You handle point-of-view (POV) deftly in this book, slipping back and forth between each character’s vantage point, sometimes in the span of just a couple of sentences. As a reader it really gave me the sense of seeing the full picture; it was almost filmic. How did you land on this approach and why? Did you use any other books as templates?

I did, a bit—I was really inspired by Elizabeth Von Arnim’s Enchanted April, which is an NYRB Classic. I love that feeling, of slipping in and out of everyone’s head. It makes it feel more convivial, I think, which was what I was after. And as to how I landed on it–yeesh, trial and error, for sure. I really did want it to be everyone’s story—Franny and Jim and Sylvia and Bobby in particular. So I had to jump around.

POV is something a lot of novice writers struggle with. Do you have any advice? Any breakthrough moments you care to share?

See above! Trial and error! It’s the only way! My advice, really, is to start with the voice you think is right, and if you change your mind, then change the voice. Don’t go backward, always go forward! You can fix the beginning in the next draft. In this regard it helps to be a very messy person. My husband is very neat and would rather die than write a novel that way, if he wrote novels. But I don’t mind a mess.

The thing that really jumped out at me at The Vacationers right away was how laugh-out-loud funny it is. Your past work has been wry and observant and sometimes cutting, but not usually as overtly comic. Was this shift in tone intentional or do you feel like it’s just what’s happened to your writer’s voice as it’s ripened?

Thank you, my darling. I love the idea that I’ve ripened. Do I seem ripe to you? I feel like I’m still a few days pre-ripe. Like, starting to soften but not quite there. I did very much want the book to be funny. I think humor is overlooked and undervalued in novels. Where would we be without it? Have you read much Meg Wolitzer? She is hilarious. That’s what I’m going for. Hilarious and true.

I went to your recent book launch at BookCourt in Brooklyn and you mentioned that you have reams and reams of backstory on all the Posts. For those of us who love Franny and Jim and the rest of the clan will you give us a little nugget of what we’re missing? What’s the most surprising thing we don’t know? 

Well, I did kill Franny off in one story. Ha! It was so beautiful. I wept. We’ll see if that ever sees the light of day.

I know you have a baby boy and a busy book tour, but are you ready to talk about what’s up next for you?

Ha! If you know, please tell me. I will have childcare starting in July, when the baby will be 11 months, and I plan to start writing then. A new novel. About something. With some people in it.

You’re a former bookseller and a big champion of other writers’ work. Who are a few people whose books you feel deserve more attention than they’re getting at the moment?
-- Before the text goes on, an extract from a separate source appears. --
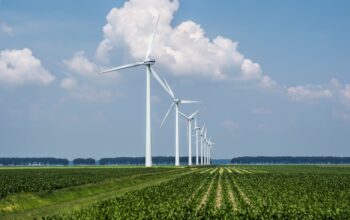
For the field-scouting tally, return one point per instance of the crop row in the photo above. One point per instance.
(38, 180)
(229, 195)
Ooh, I love this question. My friend Edan Lepucki’s debut novel California comes out soon, and just got a giant fucking shoutout on The Colbert Report because she’s published by Hachette and Colbert is trying to slay the beast. Ditto Megan Abbott, whose new novel The Fever I cannot WAIT to read. I also have Ted Thompson’s book, The Land of Steady Habits, on my to-read stack, and Maggie Shipstead’s latest, Astonish Me. My reading pace has slowed enormously since having the baby, so now I really choose carefully. It’s so much fun to read a book, isn’t it?